They also raise the possibility that other C. elegans neurons HER2 inhibitor and tissues respond to CO2. To investigate how CO2 sensors contribute to avoidance in spatial

gradients, we genetically ablated neurons. We focused on AFD and BAG neurons because the Ca2+ responses of ASE to CO2 stimuli were slow, and those of AQR, PQR, and URX, weak. Specification of the AFD neurons requires the otd/Otx homeodomain transcription factor ttx-1, which is expressed only in AFD ( Satterlee et al., 2001). ttx-1 mutants show thermotactic defects equivalent to those of animals in which AFD has been removed by laser ablation ( Mori and Ohshima, 1995). ttx-1 mutants had a strong CO2 avoidance defect off food, and a weaker defect on food ( Figure 5G). Wild-type avoidance was restored to ttx-1 mutants by a transgene containing ttx-1 genomic DNA ( Figure 5G). These data suggest that the AFD neurons promote CO2 avoidance in spatial CO2 gradients. To ablate BAG we expressed the egl-1 programmed cell death activator from a BAG-specific gcy-33 promoter ( Conradt and Horvitz, 1998 and Yu et al., 1997) (we thank M. Beverly and P. Sengupta for this line). Both BAGL and BAGR neurons were absent in greater than 90% of animals bearing

this transgene ( Table ISRIB mouse S1 available online). Surprisingly, the CO2 avoidance of BAG-ablated animals was not significantly different from wild-type, both on and off food ( Figure 5G). We asked if combined genetic ablation of AFD and BAG causes a synthetic CO2 avoidance phenotype. Ablating the BAG neurons disrupted the residual CO2 avoidance of ttx-1(p767) mutants on food ( Figure 5G).
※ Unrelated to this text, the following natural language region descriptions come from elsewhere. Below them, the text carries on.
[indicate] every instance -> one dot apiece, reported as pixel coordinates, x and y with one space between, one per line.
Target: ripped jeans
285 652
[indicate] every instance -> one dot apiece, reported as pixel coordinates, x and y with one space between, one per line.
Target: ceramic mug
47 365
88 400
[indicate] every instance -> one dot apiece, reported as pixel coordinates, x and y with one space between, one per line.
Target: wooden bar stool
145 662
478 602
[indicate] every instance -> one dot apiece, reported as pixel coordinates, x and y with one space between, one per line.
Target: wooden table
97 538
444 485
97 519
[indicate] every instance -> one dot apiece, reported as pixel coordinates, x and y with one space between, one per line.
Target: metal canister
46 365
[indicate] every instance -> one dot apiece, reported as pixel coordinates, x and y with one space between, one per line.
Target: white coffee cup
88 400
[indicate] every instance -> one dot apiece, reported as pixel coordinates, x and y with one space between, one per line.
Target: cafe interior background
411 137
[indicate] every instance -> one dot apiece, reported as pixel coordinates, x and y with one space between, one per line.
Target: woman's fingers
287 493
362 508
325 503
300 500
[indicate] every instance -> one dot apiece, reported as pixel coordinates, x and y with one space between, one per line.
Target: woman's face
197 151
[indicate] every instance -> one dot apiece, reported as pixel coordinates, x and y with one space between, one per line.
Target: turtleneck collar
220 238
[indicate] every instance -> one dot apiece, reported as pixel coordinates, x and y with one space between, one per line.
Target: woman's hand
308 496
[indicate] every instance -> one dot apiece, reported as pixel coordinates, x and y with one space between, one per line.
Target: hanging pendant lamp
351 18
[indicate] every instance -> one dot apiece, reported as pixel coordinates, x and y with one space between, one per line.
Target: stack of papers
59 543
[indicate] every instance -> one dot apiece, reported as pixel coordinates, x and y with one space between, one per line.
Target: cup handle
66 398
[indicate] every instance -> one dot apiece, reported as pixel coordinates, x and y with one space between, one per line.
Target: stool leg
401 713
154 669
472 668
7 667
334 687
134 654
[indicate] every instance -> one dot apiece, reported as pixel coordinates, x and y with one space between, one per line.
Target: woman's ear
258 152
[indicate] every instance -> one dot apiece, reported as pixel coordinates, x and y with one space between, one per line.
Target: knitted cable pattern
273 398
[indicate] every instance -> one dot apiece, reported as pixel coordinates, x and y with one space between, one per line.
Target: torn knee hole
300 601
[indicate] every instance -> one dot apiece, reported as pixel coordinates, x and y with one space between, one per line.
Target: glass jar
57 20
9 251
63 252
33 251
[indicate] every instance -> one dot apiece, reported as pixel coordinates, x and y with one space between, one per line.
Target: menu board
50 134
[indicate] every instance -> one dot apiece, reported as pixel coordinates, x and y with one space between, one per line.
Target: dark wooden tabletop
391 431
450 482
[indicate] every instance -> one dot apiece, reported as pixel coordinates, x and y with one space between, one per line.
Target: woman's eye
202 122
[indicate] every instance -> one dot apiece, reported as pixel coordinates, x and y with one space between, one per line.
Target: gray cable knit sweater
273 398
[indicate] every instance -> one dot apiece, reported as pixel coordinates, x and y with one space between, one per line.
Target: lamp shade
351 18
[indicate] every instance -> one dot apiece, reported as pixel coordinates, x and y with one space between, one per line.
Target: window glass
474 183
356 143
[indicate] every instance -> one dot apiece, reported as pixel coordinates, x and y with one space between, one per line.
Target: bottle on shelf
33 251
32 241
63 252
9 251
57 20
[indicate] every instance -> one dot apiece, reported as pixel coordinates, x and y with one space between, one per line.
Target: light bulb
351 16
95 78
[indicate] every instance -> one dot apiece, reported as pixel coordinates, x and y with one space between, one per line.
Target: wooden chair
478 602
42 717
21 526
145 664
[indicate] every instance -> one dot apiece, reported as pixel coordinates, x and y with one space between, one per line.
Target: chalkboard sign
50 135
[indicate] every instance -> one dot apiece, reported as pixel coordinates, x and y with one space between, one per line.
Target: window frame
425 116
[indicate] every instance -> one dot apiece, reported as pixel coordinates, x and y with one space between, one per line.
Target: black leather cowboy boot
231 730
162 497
However, in the absence of food, ttx-1(p767); pgcy-33::egl-1 animals showed no greater defect than ttx-1(p767) single mutants ( Figure 5G). These data show that AFD and BAG promote CO2 avoidance in spatial gradients on food, and that AFD and at least one other neuron that is not BAG promote avoidance when food is absent. Isotretinoin Thus, the importance of different sensory neurons for CO2 avoidance in spatial gradients depends on context. In 5%-0% CO2 spatial gradients (Figure 1), a C. elegans moving at ∼0.3 mm/s experiences a change of 0%-0.05% CO2/s, depending on bearing relative to the gradient. In our Ca2+-imaging experiments, immobilized animals experienced much sharper temporal gradients of ∼1% CO2/s. In the wild, animals are likely to encounter a variety of CO2 gradients. To analyze behavioral responses to sharp CO2 gradients, we designed a square-shaped microfluidic chamber that enables CO2 levels over freely moving animals to be switched rapidly ( Movie S1 available online). We recorded responses and used custom software to extract instantaneous speed, reversal rate, and rate of omega turns, turns in which an animal’s head and tail touch to form an “Ω” shape (N2, Figure 6B). In the absence of food, a rise in CO2 from 0% to 5% elicited a brief slowing followed by a transient increase in reversals and omega turns ( Figure 6B).